Summary of Previous Week

Developments

  • Catalin
    • Work on LFC streaming
    • WMS service draining
    • Tests on SL5 WNs
  • Derek
    • YII Objectives
    • Wrote Nagios test for Cream CE issue
    • Investigating possible solutions to LCG CE file limit problem
    • Deployed test Quattor configuration for site and top-level BDIIs
  • Matt
    • Completed R89 Rack Migration templates (whole team).
    • Migrated MyProxy service to non-migrating rack.
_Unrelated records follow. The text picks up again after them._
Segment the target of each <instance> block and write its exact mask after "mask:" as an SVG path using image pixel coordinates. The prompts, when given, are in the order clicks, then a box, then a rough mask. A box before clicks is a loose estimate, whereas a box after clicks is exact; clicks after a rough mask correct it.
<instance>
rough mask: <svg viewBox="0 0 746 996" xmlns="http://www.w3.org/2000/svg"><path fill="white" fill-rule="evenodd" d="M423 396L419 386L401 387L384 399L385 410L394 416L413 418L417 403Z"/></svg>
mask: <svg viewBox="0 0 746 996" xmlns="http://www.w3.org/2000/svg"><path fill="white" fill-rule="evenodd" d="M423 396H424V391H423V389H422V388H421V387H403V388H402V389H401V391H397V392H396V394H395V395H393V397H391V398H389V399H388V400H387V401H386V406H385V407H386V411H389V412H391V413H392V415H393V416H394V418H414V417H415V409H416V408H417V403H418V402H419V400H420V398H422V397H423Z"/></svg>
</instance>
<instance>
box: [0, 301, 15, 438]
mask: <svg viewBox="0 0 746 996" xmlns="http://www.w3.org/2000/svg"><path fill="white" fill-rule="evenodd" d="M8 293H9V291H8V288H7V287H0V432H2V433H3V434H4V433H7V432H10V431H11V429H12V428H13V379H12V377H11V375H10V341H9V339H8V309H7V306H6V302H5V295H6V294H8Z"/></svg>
Operational Issues and Incidents

Description Start End Affected VO(s) Severity
Production pool account at 32k subdirectory limit 2009-06-03 Ongoing ATLAS High
LB01 RAID failure 2009-06-17 Ongoing All Low
lfc0448 - SMART errors detected 2009-06-15 Ongoing All Low
ce.ngs - SAN problems 2009-06-16 - 17 Done egee test vo Low

Plans for Week(s) Ahead

Downtimes

Description Start End Affected VO(s)
WMS drain ahead of R89 move 2009-06-17 10:00 2009-06-26 12:00 All

Development Priorities

  • Catalin
    • support the R89 move (if needed)
    • finalise recovery documentation
    • debug the LFC streaming (with Carmine)
  • Derek
    • Continuing investigation of LCG CE 32k file solutions
    • Refine YII Objectives
    • Quattorise test LFC
  • Matt
    • Plan SL4 to SL5 migration.
    • Migrate MyProxy service to R89 CPU rack.
    • R89 late rota cover Thu/Fri.

Requirements and Blocking Issues

Description Required By Priority Status
SL5 Worker Node Kickstart High Post-kickstart configuration needed; not yet suitable for bulk deployment
LB01 RAID failure Medium Disk replacement needed
lfc0448 disk failures Medium Disk replacement needed
Non-capacity HW for testing Medium Still using the old HW
Hardware for PPS Medium May need to deploy imminently

OnCall/AoD Cover

  • Primary OnCall
    • Catalin: Fri-Sun
  • Grid Oncall
    • Derek: Mon-Thu
  • AoD
    • None